Last Sunday’s New York Times article, “It’s No Accident: Advocates Want to Speak of Car ‘Crashes’ Instead,” hit the nail on the head by suggesting that people, not some intergalactic demonic force, are responsible for all but 6% of the 38,000 roadway fatalities in 2015. What’s behind the 6% not driver-related statistic you ask? Mechanical problems, weather…and perhaps a rampaging moose or two. That’s about it.
What’s even more discouraging is that the 2015 figure is a full 8% higher than the previous year despite the hundreds of millions that have gone into vehicle safety systems over the past quarter century. Perhaps this is one of the issues involved…the belief that these systems render vehicle occupants bulletproof. But whatever you want to believe, the issue is not tied to external factors: it is people little different from you and me, except for the immutable fact that they are dead and we still get to have a say in what happens to us out there on the road.
So here we looking at thirty-eight thousand fatalities and no guarantee that 2016 is going to be better, yet where are the raging protests, banner-bedecked parades, fist-waving politicians, even crusading journalists screaming bloody murder that this senseless carnage has got to stop?
Face it, the last time we saw more than 1% of our citizenry take to the street in righteous anger was during the Vietnam War whose high watermark in 1968 saw 16,899 battlefield deaths, fewer than half those carted away from our highways and byways in each of the years since the 1930s. In fact, if you aggregate all the combat deaths from the Korean War (33,739), the 20 years of our involvement in Vietnam (47,424), the 15 years of strife in the Middle East (5,269), and the 612 combat deaths in another 20 conflicts since the end of WWII with which we’ve been involved—a grand total of 87,034—the number, horrible as it is, pales by comparison with the 2,924,075 who have died on our roads during the same period.
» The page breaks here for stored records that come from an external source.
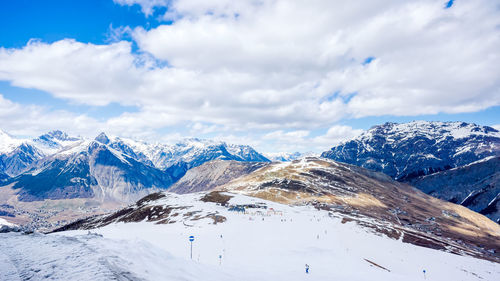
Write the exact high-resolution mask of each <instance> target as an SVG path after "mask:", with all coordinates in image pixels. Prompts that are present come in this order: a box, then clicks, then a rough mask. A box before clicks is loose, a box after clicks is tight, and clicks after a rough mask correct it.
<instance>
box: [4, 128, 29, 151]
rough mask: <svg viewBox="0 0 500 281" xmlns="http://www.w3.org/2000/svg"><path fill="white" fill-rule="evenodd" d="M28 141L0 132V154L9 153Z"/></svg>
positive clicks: (11, 135)
mask: <svg viewBox="0 0 500 281" xmlns="http://www.w3.org/2000/svg"><path fill="white" fill-rule="evenodd" d="M26 141H27V140H26V139H21V138H16V137H14V136H12V135H11V134H9V133H7V132H5V131H3V130H0V153H9V152H11V151H13V150H14V149H16V147H18V146H20V145H21V144H23V143H25V142H26Z"/></svg>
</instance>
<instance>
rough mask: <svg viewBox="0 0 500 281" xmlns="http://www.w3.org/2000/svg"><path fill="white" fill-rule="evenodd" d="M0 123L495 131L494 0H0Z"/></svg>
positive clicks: (498, 69) (496, 98) (209, 130)
mask: <svg viewBox="0 0 500 281" xmlns="http://www.w3.org/2000/svg"><path fill="white" fill-rule="evenodd" d="M0 27H1V28H0V129H2V130H4V131H6V132H9V133H10V134H12V135H18V136H36V135H39V134H42V133H45V132H47V131H50V130H55V129H59V130H64V131H66V132H68V133H69V134H73V135H81V136H87V137H93V136H96V135H97V134H98V133H99V132H101V131H104V132H106V133H108V134H110V135H117V136H122V137H130V138H134V139H143V140H147V141H151V142H156V141H158V142H174V141H176V140H180V139H182V138H185V137H199V138H207V139H217V140H223V141H227V142H230V143H238V144H249V145H252V146H254V147H255V148H256V149H257V150H259V151H262V152H281V151H288V152H293V151H301V152H306V151H314V152H321V151H324V150H327V149H328V148H329V147H331V146H333V145H334V144H337V143H339V142H341V141H343V140H346V139H350V138H352V137H354V136H356V135H359V134H360V133H361V132H362V131H363V130H366V129H368V128H370V127H372V126H374V125H377V124H382V123H385V122H410V121H413V120H429V121H466V122H474V123H476V124H480V125H488V126H494V127H496V128H500V51H499V50H500V1H498V0H455V1H453V0H451V1H439V0H421V1H409V0H408V1H407V0H398V1H389V0H373V1H361V0H307V1H306V0H269V1H267V0H240V1H232V0H86V1H65V0H47V1H35V0H33V1H28V0H16V1H3V2H2V4H1V6H0Z"/></svg>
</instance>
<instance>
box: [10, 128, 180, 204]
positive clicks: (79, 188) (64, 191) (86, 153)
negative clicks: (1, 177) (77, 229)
mask: <svg viewBox="0 0 500 281" xmlns="http://www.w3.org/2000/svg"><path fill="white" fill-rule="evenodd" d="M100 137H102V135H100ZM100 141H102V138H97V139H96V140H95V141H83V140H82V141H80V142H79V143H77V144H75V145H73V146H69V147H66V148H65V149H63V150H62V151H59V152H58V153H56V154H53V155H51V156H49V157H46V158H44V159H43V160H40V161H39V162H38V163H36V164H35V165H34V166H32V167H31V169H30V170H28V171H27V172H25V173H23V174H21V175H19V176H17V177H15V178H12V179H11V182H13V183H14V186H13V188H14V189H18V193H17V194H18V195H19V196H18V198H19V200H21V201H37V200H43V199H64V198H98V199H101V200H103V201H104V200H117V201H121V202H133V201H135V200H137V199H138V198H141V197H143V196H145V195H147V194H149V193H151V192H154V191H158V190H160V189H166V188H168V187H169V186H170V185H171V184H172V183H173V180H172V178H171V177H170V176H169V175H168V174H166V173H164V172H163V171H161V170H159V169H156V168H154V167H151V166H148V165H145V164H143V163H141V162H139V161H136V160H135V159H133V158H132V157H130V156H128V155H125V154H122V153H121V152H119V151H116V150H114V149H113V148H111V147H110V146H109V145H108V144H107V143H102V142H100Z"/></svg>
Yes, that’s a body count just slightly shy of 3 million.
About the best you can say about the most recent statistic is that it beats the heyday of mass vehicular slaughter—1980 when 51,091 motorists hit the record books, and it wasn’t until 2008 that we saw the number fall below 40,000, the probable result of our economic downturn.
So what to do about it?
In my humble opinion, you get serious about what it takes to get a driver’s license, something comparable to what other nations such as Germany, England, France, Japan, and Sweden require. Ditto automobile licensing. Then look at how our penalties for infractions—including drunk driving—stack up with others and ask whether our lackadaisical approach to highway safety makes sense.
Yes, our roads and bridges are deteriorating. Yes we’ve got more cars on them than ever before, clear signals that things are apt to get worse before they improve. Yet, now we are embarking on an adventure in which the mad dash into marijuana legalization is almost certain to play an even greater role in highway mischief than before…the foundation of a belief that has already been unambiguously demonstrated in Washington and Colorado.
Thirty years ago there was a movement headed by an organization known as Mothers Against Drunk Driving (MADD) that had a brief but effective day in the sun before the nation found itself more comfortable with mayhem than sobriety. Perhaps what we need now is a revitalization of the movement—only this time let’s call it CADD…Citizens Against Dumb Driving, with serious sanctions capable of getting through even to meatheads that driving is a privilege not a right.
Or maybe it’s time for us all to follow Howard Beale’s plea that we open our windows to shout, “I’m mad as hell, and I’m not going to take this carnage anymore!” In fact, if you can think of a better answer, how about sharing it with the rest of us.